以小人物映照大时代,祝勇《国宝》三部曲重现文物南迁的壮阔历程,唤起民族文化记忆的回归

问题——历史记忆如何被当代看见、被大众理解 故宫作为明清两代皇宫的物理空间早已为人熟知,但与之相伴的大量文物却并非某一朝代的“私产”,而是跨越千年积累的文明结晶。如何让公众宏阔历史之外看见文物背后的“人”,理解那段危急时刻的选择与代价,是文物叙事与文化传播长期面临的难题。祝勇在《国宝》三部曲的创作与分享中强调,文物的命运与国家的命运、普通人的悲欢与时代的转折紧密相连,只有把“人”的经历写实、写透,历史才会从档案与数字中走向可感可知的公共记忆。 原因——以小人物切入大时代,回应题材宏大与叙事距离 故宫文物南迁发生在20世纪30年代,战火逼近、山河动荡,文物从北平出发,辗转南京、上海等地,继而迁往大西南,路途漫长、风险重重。
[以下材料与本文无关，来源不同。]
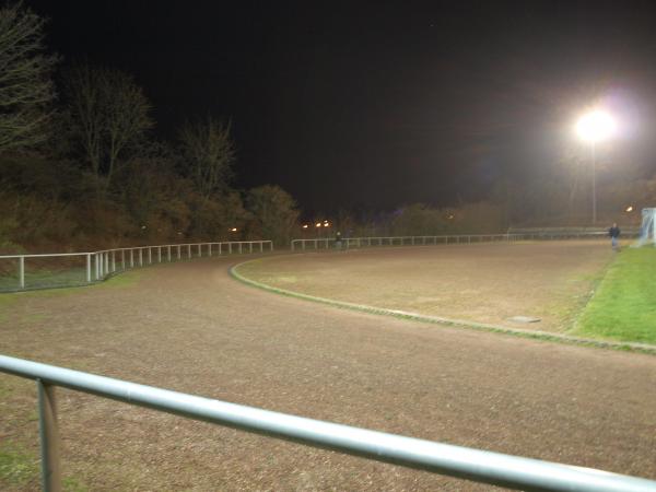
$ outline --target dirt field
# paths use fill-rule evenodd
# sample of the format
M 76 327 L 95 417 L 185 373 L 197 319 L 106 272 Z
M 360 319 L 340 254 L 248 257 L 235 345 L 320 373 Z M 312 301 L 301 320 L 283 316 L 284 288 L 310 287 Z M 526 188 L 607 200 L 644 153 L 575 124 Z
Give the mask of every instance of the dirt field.
M 0 352 L 656 479 L 656 358 L 335 309 L 243 285 L 227 276 L 231 261 L 10 294 Z M 35 401 L 32 382 L 0 375 L 0 447 L 37 456 Z M 69 390 L 59 402 L 65 475 L 87 490 L 490 490 Z
M 288 255 L 245 265 L 239 271 L 320 297 L 564 331 L 611 255 L 606 242 L 477 244 Z M 540 321 L 508 321 L 514 316 Z

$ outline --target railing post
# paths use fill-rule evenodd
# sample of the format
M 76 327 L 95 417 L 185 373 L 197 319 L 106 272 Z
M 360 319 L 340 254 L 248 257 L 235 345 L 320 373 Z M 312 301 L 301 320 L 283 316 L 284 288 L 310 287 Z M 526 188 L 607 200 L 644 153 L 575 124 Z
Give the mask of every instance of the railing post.
M 19 258 L 19 285 L 21 289 L 25 289 L 25 257 Z
M 59 430 L 55 386 L 36 379 L 38 393 L 38 434 L 40 437 L 42 483 L 44 492 L 61 492 Z

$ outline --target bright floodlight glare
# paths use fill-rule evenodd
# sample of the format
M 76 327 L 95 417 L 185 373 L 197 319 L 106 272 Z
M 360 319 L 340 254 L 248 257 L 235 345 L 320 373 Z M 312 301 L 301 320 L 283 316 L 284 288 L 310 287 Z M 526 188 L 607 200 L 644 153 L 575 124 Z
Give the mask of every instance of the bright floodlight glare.
M 586 142 L 599 142 L 610 137 L 616 129 L 612 117 L 602 110 L 583 115 L 576 122 L 576 132 Z

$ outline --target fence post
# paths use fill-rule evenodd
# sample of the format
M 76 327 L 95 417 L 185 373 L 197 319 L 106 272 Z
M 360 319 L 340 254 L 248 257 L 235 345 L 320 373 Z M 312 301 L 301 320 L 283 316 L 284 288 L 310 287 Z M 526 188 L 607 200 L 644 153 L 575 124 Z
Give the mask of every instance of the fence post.
M 55 386 L 36 379 L 38 393 L 38 434 L 40 437 L 42 483 L 45 492 L 60 492 L 61 468 L 59 466 L 59 431 Z
M 25 257 L 19 258 L 19 284 L 21 289 L 25 289 Z

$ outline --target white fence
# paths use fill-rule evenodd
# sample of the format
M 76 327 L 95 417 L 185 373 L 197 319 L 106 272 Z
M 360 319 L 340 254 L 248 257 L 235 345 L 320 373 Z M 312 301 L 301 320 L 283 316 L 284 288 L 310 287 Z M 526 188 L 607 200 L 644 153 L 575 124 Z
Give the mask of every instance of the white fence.
M 335 237 L 315 239 L 292 239 L 292 251 L 297 249 L 360 248 L 373 246 L 424 246 L 437 244 L 471 244 L 513 241 L 549 241 L 549 239 L 589 239 L 604 238 L 608 233 L 596 232 L 530 232 L 512 234 L 452 234 L 442 236 L 388 236 L 388 237 L 343 237 L 339 242 Z M 341 243 L 338 244 L 338 243 Z
M 58 253 L 44 255 L 4 255 L 0 260 L 17 261 L 16 283 L 5 291 L 26 290 L 31 285 L 26 283 L 25 263 L 30 259 L 62 258 L 78 259 L 84 263 L 83 277 L 72 284 L 93 283 L 104 280 L 107 276 L 117 271 L 131 268 L 144 267 L 153 263 L 172 262 L 183 259 L 201 257 L 253 254 L 272 251 L 271 241 L 235 241 L 223 243 L 192 243 L 192 244 L 166 244 L 156 246 L 138 246 L 128 248 L 103 249 L 93 253 Z M 50 282 L 48 286 L 70 285 L 71 282 Z M 34 285 L 33 285 L 34 286 Z

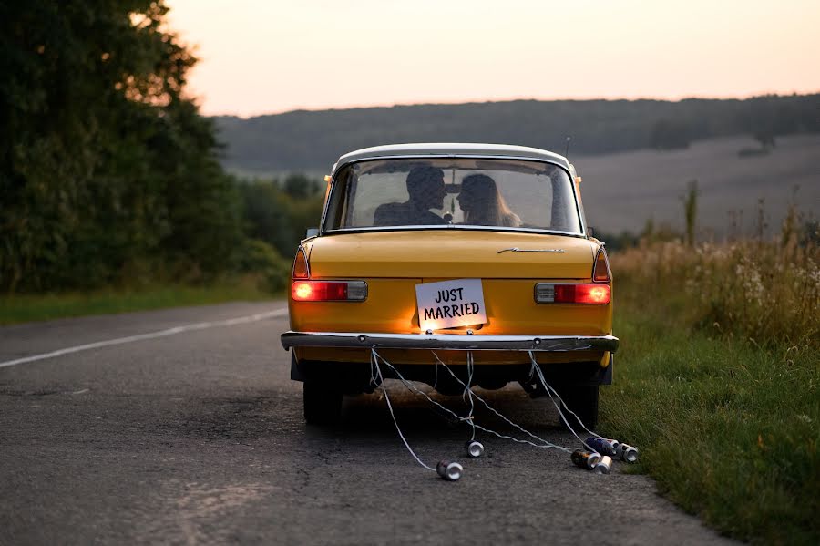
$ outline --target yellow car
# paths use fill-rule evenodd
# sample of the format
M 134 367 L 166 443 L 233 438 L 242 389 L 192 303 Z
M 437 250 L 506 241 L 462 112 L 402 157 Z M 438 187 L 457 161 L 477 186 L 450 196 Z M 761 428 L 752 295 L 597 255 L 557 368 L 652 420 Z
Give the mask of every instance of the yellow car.
M 595 426 L 619 343 L 612 280 L 566 158 L 380 146 L 342 156 L 326 180 L 321 227 L 296 251 L 282 335 L 308 423 L 335 422 L 343 394 L 401 375 L 445 395 L 463 383 L 518 382 L 533 397 L 551 386 Z M 389 366 L 375 374 L 374 358 Z

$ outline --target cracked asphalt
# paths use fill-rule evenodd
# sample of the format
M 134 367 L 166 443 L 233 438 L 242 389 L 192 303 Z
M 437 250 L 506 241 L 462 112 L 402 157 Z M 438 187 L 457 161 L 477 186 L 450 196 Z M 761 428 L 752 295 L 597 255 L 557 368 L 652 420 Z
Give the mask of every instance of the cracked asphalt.
M 0 328 L 0 363 L 111 338 L 272 311 L 229 304 Z M 279 343 L 287 316 L 0 367 L 0 544 L 682 544 L 730 542 L 646 477 L 578 469 L 565 453 L 479 433 L 390 383 L 347 398 L 334 429 L 306 427 Z M 512 386 L 477 391 L 547 439 L 576 445 Z M 459 397 L 436 395 L 456 411 Z M 607 411 L 607 408 L 602 408 Z M 477 419 L 513 430 L 487 412 Z

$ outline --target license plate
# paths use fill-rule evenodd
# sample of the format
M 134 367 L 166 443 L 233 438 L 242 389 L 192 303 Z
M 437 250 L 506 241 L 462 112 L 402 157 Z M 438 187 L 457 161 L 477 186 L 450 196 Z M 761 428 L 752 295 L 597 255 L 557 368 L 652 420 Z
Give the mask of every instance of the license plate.
M 487 323 L 481 279 L 456 279 L 415 285 L 422 330 L 440 330 Z

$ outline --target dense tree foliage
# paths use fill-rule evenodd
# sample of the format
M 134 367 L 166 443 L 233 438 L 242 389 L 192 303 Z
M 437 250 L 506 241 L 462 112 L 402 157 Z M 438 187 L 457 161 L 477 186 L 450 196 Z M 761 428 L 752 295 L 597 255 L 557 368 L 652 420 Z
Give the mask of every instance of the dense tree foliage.
M 224 163 L 257 171 L 327 170 L 341 154 L 398 142 L 498 142 L 571 154 L 685 148 L 699 139 L 820 132 L 820 95 L 746 100 L 516 100 L 216 118 Z
M 235 184 L 149 0 L 0 4 L 0 288 L 198 281 L 238 265 Z

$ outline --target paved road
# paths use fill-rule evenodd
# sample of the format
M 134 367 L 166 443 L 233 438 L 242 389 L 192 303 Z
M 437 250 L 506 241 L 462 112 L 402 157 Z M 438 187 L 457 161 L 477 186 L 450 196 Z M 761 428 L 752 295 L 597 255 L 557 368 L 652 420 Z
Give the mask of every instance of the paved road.
M 282 306 L 5 327 L 0 363 Z M 563 453 L 486 436 L 486 457 L 442 481 L 413 461 L 376 395 L 346 400 L 335 430 L 306 428 L 279 345 L 286 327 L 272 317 L 0 367 L 0 544 L 724 541 L 644 477 L 593 475 Z M 425 461 L 463 458 L 466 428 L 399 384 L 389 392 Z M 479 392 L 573 445 L 519 390 Z

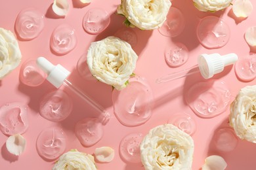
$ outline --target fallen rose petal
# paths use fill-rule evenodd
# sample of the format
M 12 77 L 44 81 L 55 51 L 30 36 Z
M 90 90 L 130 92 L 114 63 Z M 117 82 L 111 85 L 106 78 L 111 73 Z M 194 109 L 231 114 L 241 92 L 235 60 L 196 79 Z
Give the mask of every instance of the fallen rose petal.
M 253 11 L 253 5 L 249 0 L 236 0 L 233 3 L 233 12 L 236 17 L 246 18 Z
M 227 165 L 223 158 L 217 155 L 208 156 L 205 161 L 202 170 L 224 170 Z
M 56 14 L 58 16 L 66 16 L 70 6 L 67 0 L 54 0 L 52 8 Z

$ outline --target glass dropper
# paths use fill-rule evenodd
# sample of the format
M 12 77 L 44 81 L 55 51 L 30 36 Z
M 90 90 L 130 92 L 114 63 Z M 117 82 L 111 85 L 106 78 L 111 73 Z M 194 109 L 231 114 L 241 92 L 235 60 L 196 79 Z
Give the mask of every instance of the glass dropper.
M 221 56 L 218 53 L 211 54 L 203 54 L 198 56 L 198 65 L 181 71 L 175 72 L 156 79 L 156 83 L 167 82 L 197 73 L 205 79 L 211 78 L 215 74 L 221 73 L 224 67 L 234 63 L 238 59 L 234 53 Z
M 101 113 L 100 116 L 103 116 L 108 121 L 110 117 L 110 114 L 103 107 L 99 105 L 97 102 L 93 100 L 89 95 L 82 92 L 74 84 L 69 81 L 67 78 L 70 74 L 70 72 L 63 67 L 61 65 L 58 64 L 54 65 L 49 61 L 43 57 L 39 57 L 37 60 L 37 64 L 48 76 L 47 80 L 51 82 L 56 88 L 60 88 L 62 85 L 68 87 L 74 94 L 79 96 L 81 99 L 85 101 L 88 104 L 93 107 L 95 110 Z M 104 121 L 105 122 L 105 121 Z M 104 124 L 106 124 L 105 122 Z

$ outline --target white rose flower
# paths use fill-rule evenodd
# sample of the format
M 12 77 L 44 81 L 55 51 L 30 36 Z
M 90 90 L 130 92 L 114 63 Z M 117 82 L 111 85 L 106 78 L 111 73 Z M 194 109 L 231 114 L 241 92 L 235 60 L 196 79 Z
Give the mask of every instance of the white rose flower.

题材本身跨度大、人物多、细节繁复,若仅以宏观叙述铺陈,易流于“史实罗列”,与读者产生距离。祝勇在创作中选择从个体命运切入,将宏大的国家叙事转化为家庭与个人的遭际,以那文松等故宫人的经历为线索,辅以人物小传与细节化描写,让原本可能被时间湮没的面孔重新浮现。作品中的丁彤云、蓝星宇等人物呈现不同生命路径与坚韧气质,折射守护者在非常时期的责任选择与精神品格。 影响——文学叙事激活“文物与人民”的双重记忆 《国宝》三部曲的意义不仅在于再现一次文物迁徙的艰难,更在于把文物保护的价值从“器物之珍”拓展到“文化之本”。评论界指出,作品人物表现为一种坚硬、挺立的精神气象,传递自强不息的民族品格。部分学者从“心灵史”角度评价作品认为,文物是国宝,而更深厚、更持久的财富在于广大民众代代相续的文化积淀与共同情感。作品中反复出现的“回家去”不仅是对文物归护的朴素愿望,也与中华文化重团圆、重归属的价值取向相呼应,强化了公众对家国一体、守护传承的情感认同。 对策——让文物保护与文化传播同频共振 业内人士认为,讲好文物故事,需要保护体系与传播体系协同发力:一上,应持续完善文物预防性保护、风险评估、库房管理与应急机制,推动文物保护从“事后修复”向“事前预防”转变;另一方面,应鼓励更多严肃文学、纪实写作、影视舞台等以真实史料为基础进行创造性转化,以可读、可感、可信的方式缩短公众与历史之间的距离。同时,博物馆与文博机构可继续加强公共教育,结合展陈、出版与数字化资源建设,将专业知识转化为可理解的公共叙事,推动“看展”向“读史”“懂史”延伸。 前景——在文化自信语境下扩展文物叙事的公共空间 当前,社会对中华优秀传统文化的关注度不断提升,文物保护与文化传承正从专业议题走向公共议题。《国宝》三部曲以文学方式重返历史现场,为文博叙事提供了可借鉴路径:既尊重史实与细节,又注重人的情感与伦理选择,使文物不再是“沉默的器物”,而成为连接过去与当下、个体与国家的精神纽带。未来,随着涉及的研究的深入、档案资料的整理与更多面向青少年的阅读推广,文物南迁等重大历史题材有望在更广阔层面形成社会共识,凝聚守护文明根脉的行动自觉。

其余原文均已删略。